Ensuite, une meilleure reconnaissance du rôle du secteur privé non lucratif. La plupart des personnes accompagnées ne savent même pas qu’elles ne sont pas prise en charge dans un service public stricto sensu, mais dans une structure associative ou fondationnelle, financée pour mettre en œuvre les politiques publiques.
En organisant des débats dans les conseils de la vie sociale, avec les aidants, les personnes accueillies, les professionnels, nous espérons à la fois enrichir notre réflexion interne et rendre plus visible ce que le secteur non lucratif apporte au quotidien, dans la proximité.
Vous insistez beaucoup sur les enjeux territoriaux et le domicile. Qu’aimeriez-vous faire remonter des États généraux sur ces sujets ?
D.G. : Il manque aujourd’hui des lieux où l’on discute vraiment de l’offre à l’échelle d’un territoire. Les services à domicile sont un bon exemple : l’État pilote les SSIAD, les départements les services d’aide. Sur le terrain, tout le monde s’accorde sur la nécessité d’un continuum autour de la personne, mais les cadres de pilotage restent éclatés.
Nous avons besoin d’une « vraie » cinquième branche, dotée d’un pilotage clair et d’espaces de concertation où départements, ARS, communes, associations, professionnels libéraux et usagers peuvent construire ensemble des réponses adaptées aux réalités urbaines, rurales ou périurbaines.
Dans beaucoup de territoires, les services à domicile et les professionnels libéraux sont les seuls à permettre aux personnes de rester à domicile. Si les États généraux peuvent mettre en lumière ces réalités et nourrir une réflexion collective sur l’offre d’autonomie, ce sera déjà un résultat précieux.
Le financement est au cœur des tensions : mutualisation, reste à charge, franchises… Comment associer les citoyens à un débat aussi technique ?
D.G. : Nous n’allons pas transformer les Français en experts du financement de la Sécurité sociale. En revanche, chacun peut se prononcer sur les grands choix de société. Voulons-nous continuer à mutualiser les risques de l’existence – maladie, perte d’autonomie – ou glisser vers un modèle plus assurantiel, où chacun se couvre individuellement ?
Aujourd’hui, on voit bien une tentation de faire peser davantage de coûts sur les ménages : franchises, transferts vers les complémentaires, reste à charge en EHPAD ou à domicile. Dans nos établissements non lucratifs, on est déjà entre 1 800 et 2 300 euros de reste à charge mensuel, davantage encore dans le lucratif. Pour beaucoup de familles, c’est insoutenable.
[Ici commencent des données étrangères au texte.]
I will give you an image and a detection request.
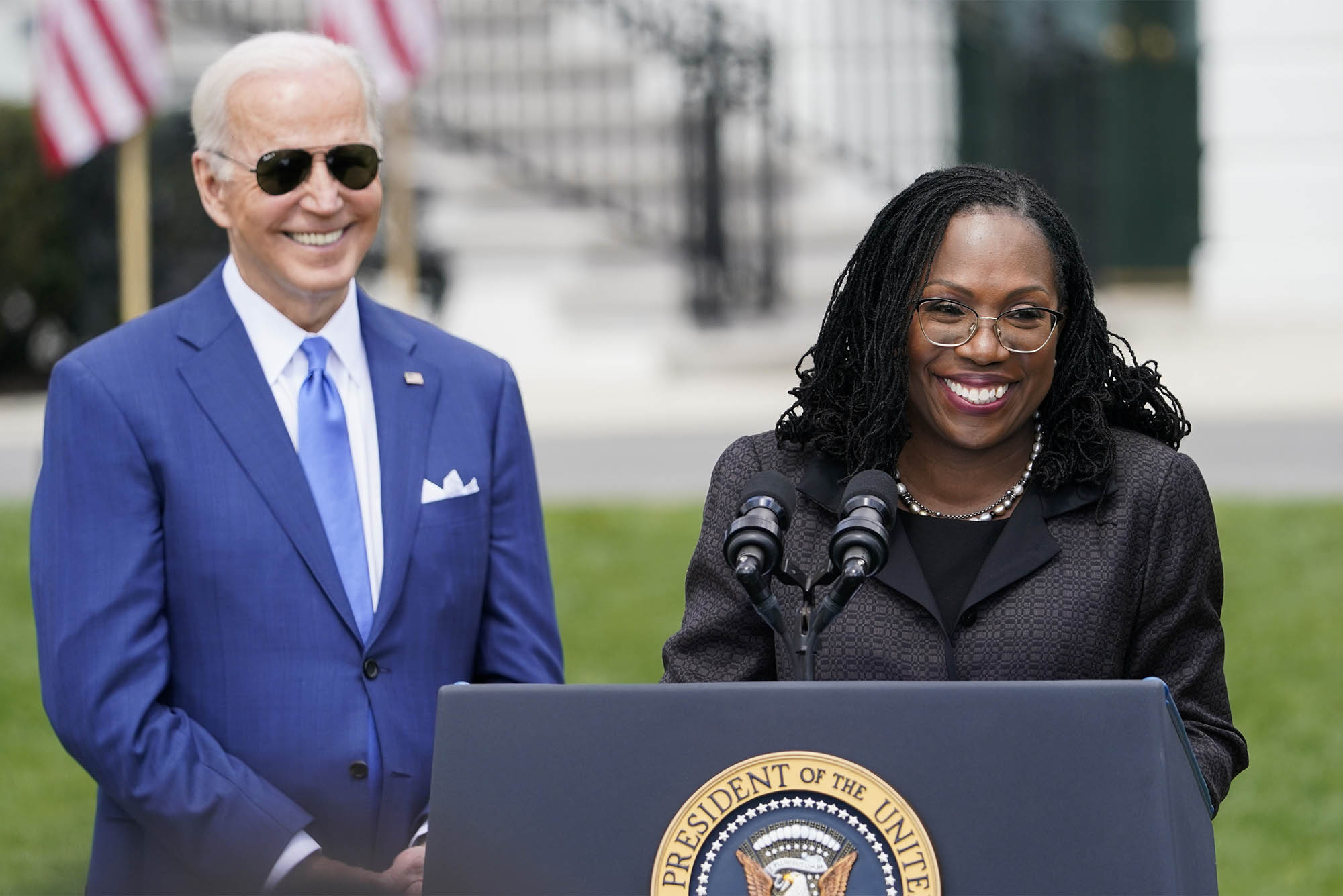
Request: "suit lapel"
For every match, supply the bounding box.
[962,488,1060,610]
[359,290,442,644]
[798,456,941,622]
[177,268,359,640]
[798,457,1069,622]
Avec le vieillissement, le renchérissement des coûts d’accompagnement, les risques de nouvelles pandémies ou les effets sanitaires du changement climatique, nous avons besoin d’un débat adulte sur la manière dont nous finançons collectivement la protection sociale. Les États généraux doivent contribuer à le rendre possible, de façon apaisée et informée.
« Nous avons besoin d’un débat adulte sur la manière dont nous finançons collectivement la protection sociale. »
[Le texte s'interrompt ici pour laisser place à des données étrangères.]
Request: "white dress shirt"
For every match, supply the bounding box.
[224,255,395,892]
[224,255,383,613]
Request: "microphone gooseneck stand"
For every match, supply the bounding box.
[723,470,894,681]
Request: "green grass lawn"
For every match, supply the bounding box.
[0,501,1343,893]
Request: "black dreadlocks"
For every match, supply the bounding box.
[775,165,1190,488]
En creux, vous posez aussi une question démocratique…
Daniel Goldberg : Oui, parce que nous ne sommes pas là pour faire campagne. Ni Eric Chenut – Président de la Mutualité française-, ni moi, ni les autres co-porteurs des États-généraux n’avons vocation à être candidats à l’élection présidentielle. Notre enjeu n’est pas de défendre une ligne partisane, mais de créer des espaces de délibération où l’on puisse construire des compromis entre citoyens, professionnels, élus et acteurs associatifs.
Historiquement, les États généraux, en 1789, reposaient sur des cahiers de doléances portés par des délégués. Nous ne reproduisons évidemment pas ce schéma, mais l’idée reste la même : organiser la remontée de la parole des territoires, accepter la complexité, sortir des slogans.
Si, à notre place, nous contribuons à ce que la santé et la protection sociale redeviennent des sujets centraux du débat public, portés par celles et ceux qui vivent les difficultés au quotidien, alors nous aurons déjà fait œuvre utile. Le reste dépendra aussi de la manière dont les responsables politiques s’empareront de ce matériau.